Reducing m reduces both the correlation and the strength. Increasing it increases both. Somewhere in between is an “optimal” range of m—usually quite wide. Using the oob error rate (see below), a value of m in the range can quickly be found. This is the only adjustable parameter to which random forests is somewhat sensitive.

Features of random forests

  • It is unexcelled in accuracy among current algorithms.

  • It runs efficiently on large databases.

  • It can handle thousands of input variables without variable deletion.

  • It gives estimates of what variables are important in the classification.

  • It generates an internal unbiased estimate of the generalization error as the forest building progresses.

  • It has an effective method for estimating missing data and maintains accuracy when a large proportion of the data are missing.

  • It has methods for balancing error in class population unbalanced datasets.

  • Generated forests can be saved for future use on other data.

  • Prototypes are computed that give information about the relation between the variables and the classification.

  • It computes proximities between pairs of cases that can be used in clustering, locating outliers or (by scaling) give interesting views of the data.

  • The capabilities of the above can be extended to unlabeled data, leading to unsupervised clustering, data views and outlier detection.

  • It offers an experimental method for detecting variable interactions.

When the training set for the current tree is drawn by sampling with replacement, about one-third of the cases is left out of the sample.

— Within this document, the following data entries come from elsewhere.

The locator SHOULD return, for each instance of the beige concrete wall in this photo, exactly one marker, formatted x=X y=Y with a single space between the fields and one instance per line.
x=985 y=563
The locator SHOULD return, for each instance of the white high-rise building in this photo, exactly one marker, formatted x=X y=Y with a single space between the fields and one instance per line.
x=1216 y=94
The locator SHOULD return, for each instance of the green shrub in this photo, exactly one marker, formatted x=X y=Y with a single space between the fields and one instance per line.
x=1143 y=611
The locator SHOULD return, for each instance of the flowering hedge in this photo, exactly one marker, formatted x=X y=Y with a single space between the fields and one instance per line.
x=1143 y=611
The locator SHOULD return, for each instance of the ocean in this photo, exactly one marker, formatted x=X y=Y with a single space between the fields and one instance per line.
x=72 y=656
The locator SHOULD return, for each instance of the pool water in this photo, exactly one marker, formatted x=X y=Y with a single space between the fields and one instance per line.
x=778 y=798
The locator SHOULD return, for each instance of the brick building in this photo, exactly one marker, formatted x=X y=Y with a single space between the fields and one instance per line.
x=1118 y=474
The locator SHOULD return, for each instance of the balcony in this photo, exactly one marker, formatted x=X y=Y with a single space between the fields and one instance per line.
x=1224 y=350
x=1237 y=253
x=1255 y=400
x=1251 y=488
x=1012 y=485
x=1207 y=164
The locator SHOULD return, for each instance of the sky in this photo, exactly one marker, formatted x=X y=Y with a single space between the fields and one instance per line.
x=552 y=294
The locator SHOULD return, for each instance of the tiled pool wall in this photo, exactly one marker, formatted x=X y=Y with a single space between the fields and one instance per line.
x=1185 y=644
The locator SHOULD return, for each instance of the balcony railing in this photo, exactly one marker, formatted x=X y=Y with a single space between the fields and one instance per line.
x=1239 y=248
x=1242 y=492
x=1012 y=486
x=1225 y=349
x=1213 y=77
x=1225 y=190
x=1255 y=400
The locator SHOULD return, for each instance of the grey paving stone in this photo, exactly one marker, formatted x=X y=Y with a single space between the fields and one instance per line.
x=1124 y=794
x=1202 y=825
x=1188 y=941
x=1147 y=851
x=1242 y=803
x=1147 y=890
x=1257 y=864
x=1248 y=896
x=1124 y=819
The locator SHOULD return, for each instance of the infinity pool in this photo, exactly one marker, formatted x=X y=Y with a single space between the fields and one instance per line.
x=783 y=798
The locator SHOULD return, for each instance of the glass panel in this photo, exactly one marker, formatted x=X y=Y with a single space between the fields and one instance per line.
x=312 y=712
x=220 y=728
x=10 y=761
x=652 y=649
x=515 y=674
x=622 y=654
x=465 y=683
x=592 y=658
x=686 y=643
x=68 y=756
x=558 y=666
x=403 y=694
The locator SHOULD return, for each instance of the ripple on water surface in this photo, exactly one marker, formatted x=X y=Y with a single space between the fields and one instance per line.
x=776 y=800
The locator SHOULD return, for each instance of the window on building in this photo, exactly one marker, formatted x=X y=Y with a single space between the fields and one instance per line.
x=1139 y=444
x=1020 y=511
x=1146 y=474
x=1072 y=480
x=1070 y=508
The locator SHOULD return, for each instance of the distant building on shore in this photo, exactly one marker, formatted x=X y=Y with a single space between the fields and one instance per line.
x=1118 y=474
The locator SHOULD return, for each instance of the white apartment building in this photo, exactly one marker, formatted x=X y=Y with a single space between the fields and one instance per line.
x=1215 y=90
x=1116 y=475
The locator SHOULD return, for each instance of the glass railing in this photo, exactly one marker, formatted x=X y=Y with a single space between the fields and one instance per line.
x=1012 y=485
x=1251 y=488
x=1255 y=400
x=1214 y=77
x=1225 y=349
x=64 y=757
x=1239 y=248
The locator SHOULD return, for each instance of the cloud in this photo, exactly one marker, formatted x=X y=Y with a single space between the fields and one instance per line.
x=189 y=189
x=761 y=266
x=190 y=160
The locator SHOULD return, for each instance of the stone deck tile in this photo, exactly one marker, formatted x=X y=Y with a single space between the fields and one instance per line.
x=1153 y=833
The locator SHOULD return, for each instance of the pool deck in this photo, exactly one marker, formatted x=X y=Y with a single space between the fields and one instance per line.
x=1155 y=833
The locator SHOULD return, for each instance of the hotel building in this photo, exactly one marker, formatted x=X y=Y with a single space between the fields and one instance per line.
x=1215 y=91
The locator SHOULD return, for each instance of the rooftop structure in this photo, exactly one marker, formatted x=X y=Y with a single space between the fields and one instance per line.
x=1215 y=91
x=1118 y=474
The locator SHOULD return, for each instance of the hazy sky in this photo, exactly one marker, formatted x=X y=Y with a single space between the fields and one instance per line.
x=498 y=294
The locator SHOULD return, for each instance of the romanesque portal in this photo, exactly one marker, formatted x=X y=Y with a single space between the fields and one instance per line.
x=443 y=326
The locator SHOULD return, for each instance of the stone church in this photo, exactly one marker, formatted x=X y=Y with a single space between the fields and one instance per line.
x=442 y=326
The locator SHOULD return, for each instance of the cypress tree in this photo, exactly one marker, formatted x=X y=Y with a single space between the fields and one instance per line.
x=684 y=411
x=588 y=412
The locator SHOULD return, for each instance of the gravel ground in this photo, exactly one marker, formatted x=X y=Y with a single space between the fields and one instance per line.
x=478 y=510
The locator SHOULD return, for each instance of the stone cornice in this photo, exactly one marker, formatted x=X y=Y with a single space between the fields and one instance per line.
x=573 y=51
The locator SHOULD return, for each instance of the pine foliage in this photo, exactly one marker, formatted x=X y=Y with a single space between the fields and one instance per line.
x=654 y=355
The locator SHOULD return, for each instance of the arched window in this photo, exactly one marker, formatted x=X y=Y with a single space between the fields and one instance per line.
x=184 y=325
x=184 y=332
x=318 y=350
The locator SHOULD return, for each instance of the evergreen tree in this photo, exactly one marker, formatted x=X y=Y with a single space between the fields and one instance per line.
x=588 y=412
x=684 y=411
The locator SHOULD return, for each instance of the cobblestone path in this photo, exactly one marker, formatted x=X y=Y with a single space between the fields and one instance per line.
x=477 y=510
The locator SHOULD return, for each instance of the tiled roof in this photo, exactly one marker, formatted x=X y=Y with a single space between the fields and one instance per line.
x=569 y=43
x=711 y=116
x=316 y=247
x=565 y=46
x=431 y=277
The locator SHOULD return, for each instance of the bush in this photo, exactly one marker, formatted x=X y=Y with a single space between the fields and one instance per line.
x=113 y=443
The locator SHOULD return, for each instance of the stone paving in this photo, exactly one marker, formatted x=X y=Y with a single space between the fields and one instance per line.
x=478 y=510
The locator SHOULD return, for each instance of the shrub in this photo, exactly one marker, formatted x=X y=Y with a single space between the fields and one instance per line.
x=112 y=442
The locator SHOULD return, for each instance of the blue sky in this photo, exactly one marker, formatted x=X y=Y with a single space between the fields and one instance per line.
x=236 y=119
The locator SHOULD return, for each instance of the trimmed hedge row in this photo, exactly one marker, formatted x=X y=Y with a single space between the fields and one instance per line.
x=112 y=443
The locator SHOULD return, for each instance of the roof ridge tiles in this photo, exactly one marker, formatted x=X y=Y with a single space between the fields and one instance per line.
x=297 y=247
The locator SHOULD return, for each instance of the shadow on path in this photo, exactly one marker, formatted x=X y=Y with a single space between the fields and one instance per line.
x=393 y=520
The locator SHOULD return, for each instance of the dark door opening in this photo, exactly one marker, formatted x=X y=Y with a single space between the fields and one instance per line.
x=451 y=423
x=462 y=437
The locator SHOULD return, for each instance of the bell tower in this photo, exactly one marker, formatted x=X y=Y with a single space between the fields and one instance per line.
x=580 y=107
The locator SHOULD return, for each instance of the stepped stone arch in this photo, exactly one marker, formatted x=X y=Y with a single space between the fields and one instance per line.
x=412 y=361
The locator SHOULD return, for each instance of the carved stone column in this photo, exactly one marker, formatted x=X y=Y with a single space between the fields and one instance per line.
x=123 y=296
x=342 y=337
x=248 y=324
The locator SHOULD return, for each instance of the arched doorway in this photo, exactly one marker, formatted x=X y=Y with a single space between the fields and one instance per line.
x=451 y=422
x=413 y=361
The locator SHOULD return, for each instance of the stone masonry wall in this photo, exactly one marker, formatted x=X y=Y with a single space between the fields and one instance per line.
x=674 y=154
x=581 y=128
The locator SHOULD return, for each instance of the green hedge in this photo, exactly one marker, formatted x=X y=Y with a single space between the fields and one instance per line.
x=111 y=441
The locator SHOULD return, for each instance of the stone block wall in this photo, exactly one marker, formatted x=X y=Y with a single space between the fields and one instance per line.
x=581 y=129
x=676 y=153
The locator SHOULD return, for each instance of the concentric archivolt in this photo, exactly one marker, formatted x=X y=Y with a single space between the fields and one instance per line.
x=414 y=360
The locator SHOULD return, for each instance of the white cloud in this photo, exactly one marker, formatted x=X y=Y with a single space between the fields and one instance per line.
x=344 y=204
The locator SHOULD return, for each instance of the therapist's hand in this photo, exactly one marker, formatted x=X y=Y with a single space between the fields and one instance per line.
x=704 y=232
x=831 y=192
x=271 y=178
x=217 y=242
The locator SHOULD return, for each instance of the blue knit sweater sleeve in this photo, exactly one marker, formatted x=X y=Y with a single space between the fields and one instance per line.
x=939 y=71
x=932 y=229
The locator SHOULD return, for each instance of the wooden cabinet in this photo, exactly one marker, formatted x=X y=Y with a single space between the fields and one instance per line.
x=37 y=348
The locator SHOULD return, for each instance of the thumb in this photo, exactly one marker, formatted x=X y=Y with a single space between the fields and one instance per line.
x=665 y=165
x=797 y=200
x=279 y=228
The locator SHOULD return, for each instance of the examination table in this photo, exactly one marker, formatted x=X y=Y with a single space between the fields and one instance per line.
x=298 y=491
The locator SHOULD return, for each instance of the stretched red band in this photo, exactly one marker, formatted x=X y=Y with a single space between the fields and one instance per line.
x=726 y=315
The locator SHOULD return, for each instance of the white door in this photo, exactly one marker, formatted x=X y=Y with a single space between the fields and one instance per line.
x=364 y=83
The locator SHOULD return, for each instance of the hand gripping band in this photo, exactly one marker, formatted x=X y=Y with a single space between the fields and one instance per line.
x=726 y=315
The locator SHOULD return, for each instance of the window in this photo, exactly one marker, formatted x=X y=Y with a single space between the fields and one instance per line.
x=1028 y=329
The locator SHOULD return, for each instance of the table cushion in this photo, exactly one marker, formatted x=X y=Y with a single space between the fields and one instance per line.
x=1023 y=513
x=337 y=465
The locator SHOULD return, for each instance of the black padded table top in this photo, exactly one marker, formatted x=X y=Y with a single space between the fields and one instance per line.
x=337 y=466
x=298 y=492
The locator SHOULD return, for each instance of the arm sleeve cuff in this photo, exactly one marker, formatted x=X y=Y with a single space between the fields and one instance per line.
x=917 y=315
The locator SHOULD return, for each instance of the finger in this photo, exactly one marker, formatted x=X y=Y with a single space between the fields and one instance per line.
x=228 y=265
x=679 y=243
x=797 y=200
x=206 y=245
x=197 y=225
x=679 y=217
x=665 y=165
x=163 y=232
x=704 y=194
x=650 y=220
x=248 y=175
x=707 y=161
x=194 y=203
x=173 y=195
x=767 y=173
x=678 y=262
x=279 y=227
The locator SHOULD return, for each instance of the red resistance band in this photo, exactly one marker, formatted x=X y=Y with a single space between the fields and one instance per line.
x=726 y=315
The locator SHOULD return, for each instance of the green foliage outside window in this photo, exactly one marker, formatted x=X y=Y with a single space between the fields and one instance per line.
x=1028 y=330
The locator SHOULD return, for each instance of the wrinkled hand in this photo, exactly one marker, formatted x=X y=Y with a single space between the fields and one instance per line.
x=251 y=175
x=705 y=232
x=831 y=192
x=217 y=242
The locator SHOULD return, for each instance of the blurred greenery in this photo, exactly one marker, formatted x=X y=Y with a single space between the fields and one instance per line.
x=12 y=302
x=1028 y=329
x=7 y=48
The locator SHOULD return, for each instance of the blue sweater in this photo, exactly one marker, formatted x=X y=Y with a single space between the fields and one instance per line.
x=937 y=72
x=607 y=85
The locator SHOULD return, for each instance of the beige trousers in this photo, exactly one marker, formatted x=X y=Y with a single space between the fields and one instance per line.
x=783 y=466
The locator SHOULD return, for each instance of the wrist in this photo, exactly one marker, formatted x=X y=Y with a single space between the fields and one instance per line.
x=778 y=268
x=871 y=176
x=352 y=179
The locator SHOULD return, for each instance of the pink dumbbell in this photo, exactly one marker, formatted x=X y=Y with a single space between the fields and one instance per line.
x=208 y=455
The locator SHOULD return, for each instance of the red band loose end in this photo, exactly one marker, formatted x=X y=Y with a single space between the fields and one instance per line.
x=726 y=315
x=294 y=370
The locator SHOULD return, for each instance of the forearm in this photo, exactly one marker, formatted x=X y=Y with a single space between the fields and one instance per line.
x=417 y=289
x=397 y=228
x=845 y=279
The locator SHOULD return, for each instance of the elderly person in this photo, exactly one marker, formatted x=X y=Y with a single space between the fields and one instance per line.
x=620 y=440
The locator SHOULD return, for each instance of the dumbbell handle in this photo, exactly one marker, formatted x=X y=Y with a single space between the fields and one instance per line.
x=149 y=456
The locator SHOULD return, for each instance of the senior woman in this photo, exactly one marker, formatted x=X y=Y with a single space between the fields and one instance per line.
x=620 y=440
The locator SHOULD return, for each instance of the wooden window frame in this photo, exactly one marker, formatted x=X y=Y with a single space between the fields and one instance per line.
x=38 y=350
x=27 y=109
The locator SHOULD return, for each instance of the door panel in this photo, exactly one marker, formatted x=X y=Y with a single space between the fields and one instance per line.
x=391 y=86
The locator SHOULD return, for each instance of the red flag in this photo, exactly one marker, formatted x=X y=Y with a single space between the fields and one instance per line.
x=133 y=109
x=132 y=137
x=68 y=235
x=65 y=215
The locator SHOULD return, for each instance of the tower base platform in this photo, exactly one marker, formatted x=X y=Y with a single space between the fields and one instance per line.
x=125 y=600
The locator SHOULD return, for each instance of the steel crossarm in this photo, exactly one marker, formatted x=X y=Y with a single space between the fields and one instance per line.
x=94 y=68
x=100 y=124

These oob (out-of-bag) data are used to get a running unbiased estimate of the classification error as trees are added to the forest. It is also used to get estimates of variable importance. After each tree is built, all of the data are run down the tree, and proximities are computed for each pair of cases. If two cases occupy the same terminal node, their proximity is increased by one. At the end of the run, the proximities are normalized by dividing by the number of trees. Proximities are used in replacing missing data, locating outliers and producing illuminating low-dimensional views of the data.

The out-of-bag (oob) error estimate

In random forests, there is no need for cross-validation or a separate test set to get an unbiased estimate of the test set error. It is estimated internally, during the run, as follows:

  • Each tree is constructed using a different bootstrap sample from the original data. About one-third of the cases is left out of the bootstrap sample and not used in the construction of the kth tree.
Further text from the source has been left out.